The situation began last Friday (Jan. 3) when Kautz sent Georgia's Attorney General Sam Olens a letter asking for an advisory opinion on whether the city council's approval of Sanders' contract in December conflicted with the city charter and contract law.
She also sent Sanders an email the same day asking him to remove himself as city manager because his 16-month contract had ended Dec. 31 and she had not nominated him for the position.
On Saturday (Jan. 4), City Attorney Tony Powell responded by saying that the mayor had made a "terrible mistake" and the only way to suspend or remove the city manager is by four votes from the council, according to the city charter.
In the Dec. 9th city council meeting, Kautz had originally sponsored an agenda item that would lengthen Sanders' contract through Jan. 26 for his evaluation. She decided to remove her sponsorship during the meeting, so Mayor Pro Tem Tom Witts brought forward Sanders' three-year contract, which he and Powell had drafted the week before. The council approved the contract 5-1, with Kautz voting against it.

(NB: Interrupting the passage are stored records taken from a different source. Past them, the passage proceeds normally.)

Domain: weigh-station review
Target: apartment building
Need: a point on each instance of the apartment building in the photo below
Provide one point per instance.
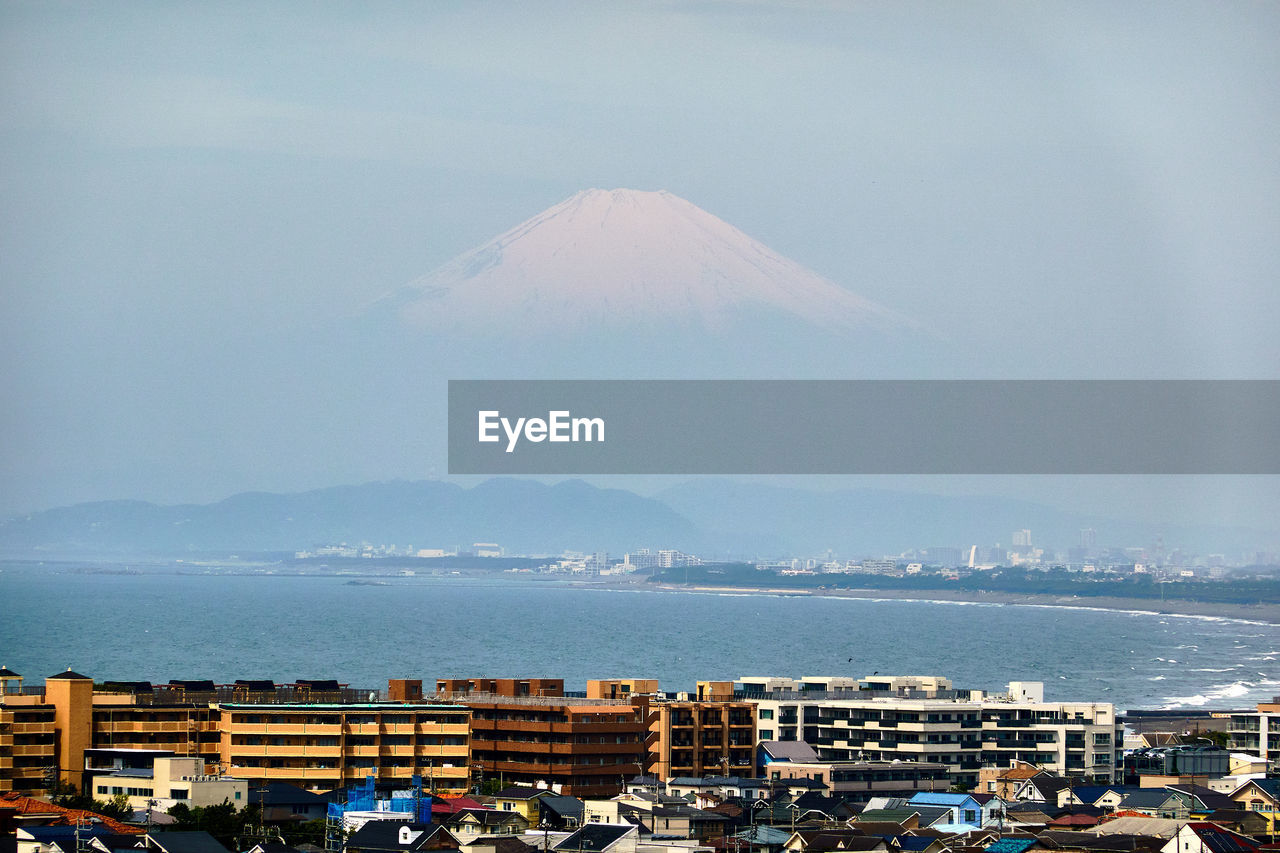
(314, 734)
(1257, 733)
(693, 735)
(28, 733)
(526, 731)
(325, 746)
(926, 719)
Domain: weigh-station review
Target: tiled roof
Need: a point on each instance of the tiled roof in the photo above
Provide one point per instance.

“I am disappointed in your recent failure of [communication] and transparency,” Kautz wrote in Monday's letter. “I find it disturbing that you participated in closed door conversations with members of council to attempt to secure a contract for yourself which included a 25 percent raise in salary and benefits. … This is not the open and equal communication that I expect or that you have promised when we hired you as city manager.”
Kautz told the GDP that she has not authorized payment for Sanders, so things could possibly result in liability for the city when pay checks are issued. Kautz has recognized Assistant City Manager Roy Whitehead, who's also the police chief for Snellville, as the acting city manager.

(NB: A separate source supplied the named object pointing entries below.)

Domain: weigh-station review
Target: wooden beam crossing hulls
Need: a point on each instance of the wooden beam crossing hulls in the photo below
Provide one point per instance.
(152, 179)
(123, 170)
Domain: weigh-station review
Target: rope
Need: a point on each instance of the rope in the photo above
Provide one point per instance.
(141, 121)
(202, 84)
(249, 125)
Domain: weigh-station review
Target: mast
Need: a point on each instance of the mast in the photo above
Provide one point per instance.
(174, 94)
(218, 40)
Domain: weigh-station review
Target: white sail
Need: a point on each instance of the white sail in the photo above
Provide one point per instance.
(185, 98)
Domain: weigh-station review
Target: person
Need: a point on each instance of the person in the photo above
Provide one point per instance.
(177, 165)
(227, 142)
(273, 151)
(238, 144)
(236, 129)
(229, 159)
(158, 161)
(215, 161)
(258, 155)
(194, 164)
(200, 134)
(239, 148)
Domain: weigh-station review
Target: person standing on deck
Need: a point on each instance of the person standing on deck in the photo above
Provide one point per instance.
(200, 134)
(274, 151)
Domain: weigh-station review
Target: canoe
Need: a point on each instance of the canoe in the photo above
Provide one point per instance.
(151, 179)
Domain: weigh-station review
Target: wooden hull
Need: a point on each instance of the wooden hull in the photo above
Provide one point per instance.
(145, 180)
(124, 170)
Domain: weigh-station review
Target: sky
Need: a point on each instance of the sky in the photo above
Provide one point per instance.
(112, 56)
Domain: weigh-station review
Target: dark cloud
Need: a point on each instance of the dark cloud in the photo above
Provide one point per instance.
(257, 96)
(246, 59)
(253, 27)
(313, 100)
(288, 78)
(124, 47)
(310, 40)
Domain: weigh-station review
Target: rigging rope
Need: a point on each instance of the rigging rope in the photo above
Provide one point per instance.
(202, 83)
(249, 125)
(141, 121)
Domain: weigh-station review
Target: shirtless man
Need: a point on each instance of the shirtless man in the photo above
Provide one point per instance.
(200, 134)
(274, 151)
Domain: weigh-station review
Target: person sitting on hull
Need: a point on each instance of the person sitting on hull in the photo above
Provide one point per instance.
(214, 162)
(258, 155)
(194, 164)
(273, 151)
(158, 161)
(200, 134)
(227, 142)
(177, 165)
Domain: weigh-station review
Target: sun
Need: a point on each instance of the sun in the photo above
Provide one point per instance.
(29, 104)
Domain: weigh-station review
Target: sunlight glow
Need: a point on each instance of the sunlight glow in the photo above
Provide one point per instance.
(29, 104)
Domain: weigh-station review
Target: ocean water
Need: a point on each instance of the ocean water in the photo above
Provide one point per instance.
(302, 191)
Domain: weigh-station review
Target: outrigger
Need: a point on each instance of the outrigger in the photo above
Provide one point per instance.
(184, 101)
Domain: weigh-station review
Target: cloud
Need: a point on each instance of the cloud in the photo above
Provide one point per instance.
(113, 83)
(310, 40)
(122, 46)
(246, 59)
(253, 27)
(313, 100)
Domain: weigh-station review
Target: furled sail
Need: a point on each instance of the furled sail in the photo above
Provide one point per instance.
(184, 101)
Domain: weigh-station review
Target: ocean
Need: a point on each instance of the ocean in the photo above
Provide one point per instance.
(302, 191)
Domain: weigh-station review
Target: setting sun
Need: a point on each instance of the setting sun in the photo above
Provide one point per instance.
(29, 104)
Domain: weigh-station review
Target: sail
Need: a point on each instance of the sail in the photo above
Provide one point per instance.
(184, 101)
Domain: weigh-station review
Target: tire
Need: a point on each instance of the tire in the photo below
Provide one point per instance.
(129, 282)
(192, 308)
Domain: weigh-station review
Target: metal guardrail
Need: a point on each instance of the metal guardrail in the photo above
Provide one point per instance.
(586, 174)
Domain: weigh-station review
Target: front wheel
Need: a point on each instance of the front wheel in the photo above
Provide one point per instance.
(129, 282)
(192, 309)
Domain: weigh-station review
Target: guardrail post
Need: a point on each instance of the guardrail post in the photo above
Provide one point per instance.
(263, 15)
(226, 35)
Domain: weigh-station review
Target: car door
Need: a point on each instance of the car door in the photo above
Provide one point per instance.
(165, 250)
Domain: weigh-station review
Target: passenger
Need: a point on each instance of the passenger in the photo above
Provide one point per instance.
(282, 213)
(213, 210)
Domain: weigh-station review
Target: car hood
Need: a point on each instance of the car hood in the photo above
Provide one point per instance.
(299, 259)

While Powell said the attorney general would not be authorized to give an informal advisory opinion because of the provisions of the city manager's contract, Kautz reiterated in Monday's letter to Sanders that he should stop working until the attorney general can offer his input.
A statement from the Attorney General's office should be released later this week, a spokeswoman told the GDP.
Despite all the controversy,
Sanders said he will continue as city manager.
"I do not like being a pawn in anyone's personal game or caught in the middle of this continuing intrasquad battle, but I am comfortable continuing to do my job and carry out the commitment I made to this community until a higher authority rules, hopefully definitively and with finality, otherwise," he said in a statement from Saturday (Jan. 4).
Mayor Pro Tem Tom Witts also supports Sanders and Powell.
"I believe that all the members of council will agree with me that there is no controversy concerning Mr. Sanders competency or employment," Witts said in a statement Saturday.